"I love Thai chicken-coconut soup and wanted similar flavors in a fast, easy, low-fat entrée. We like it spicy, but you can reduce the amount of jalapeño. Serve over jasmine rice or cellophane noodles." -Elena Andrews Gaillard, New York City
1 1/2 tablespoons fish sauce
1 tablespoon low-sodium soy sauce
1 tablespoon bottled minced fresh ginger
3 tablespoons fresh lime juice, divided
1 pound skinless, boneless chicken breast, cut into bite-sized pieces
1 tablespoon canola oil
2 cups (1/4-inch-thick) slices zucchini
1 cup (1/2-inch-thick) slices onion
1 cup (1/4-inch-thick) slices red bell pepper
4 garlic cloves, minced
2 jalapeño peppers, seeded and minced
1/4 cup thinly sliced fresh basil
1/4 cup minced fresh cilantro
1/4 cup chopped green onions
How to Make It
Combine first 3 ingredients in a large zip-top plastic bag; add 1 1/2 tablespoons lime juice. Add chicken; seal and marinate in refrigerator 25 minutes. Remove chicken from bag, reserving marinade.

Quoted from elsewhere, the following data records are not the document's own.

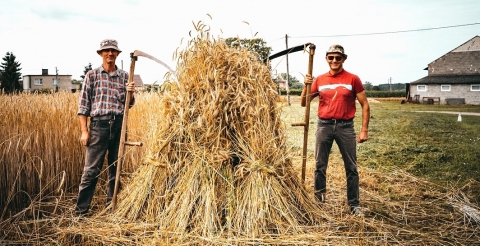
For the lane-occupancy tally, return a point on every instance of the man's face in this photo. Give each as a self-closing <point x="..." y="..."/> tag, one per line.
<point x="335" y="60"/>
<point x="109" y="55"/>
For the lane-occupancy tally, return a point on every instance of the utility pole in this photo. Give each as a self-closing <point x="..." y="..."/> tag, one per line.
<point x="56" y="79"/>
<point x="288" y="74"/>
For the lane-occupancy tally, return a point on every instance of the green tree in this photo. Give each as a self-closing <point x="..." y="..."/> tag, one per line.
<point x="256" y="44"/>
<point x="10" y="74"/>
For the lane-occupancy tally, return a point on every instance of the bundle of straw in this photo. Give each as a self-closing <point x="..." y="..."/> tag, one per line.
<point x="217" y="160"/>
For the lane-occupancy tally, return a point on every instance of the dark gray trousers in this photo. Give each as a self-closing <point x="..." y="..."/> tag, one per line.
<point x="104" y="136"/>
<point x="344" y="135"/>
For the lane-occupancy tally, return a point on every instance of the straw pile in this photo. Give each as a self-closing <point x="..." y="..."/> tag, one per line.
<point x="217" y="160"/>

Heat oil in a large nonstick skillet over medium-high heat. Add chicken; stir-fry 2 minutes or until chicken begins to brown. Add zucchini and next 4 ingredients (through jalapeños); stir-fry 5 minutes or until chicken is done. Add reserved marinade, and cook 1 minute. Remove from heat; stir in 1 1/2 tablespoons lime juice, basil, cilantro, and green onions.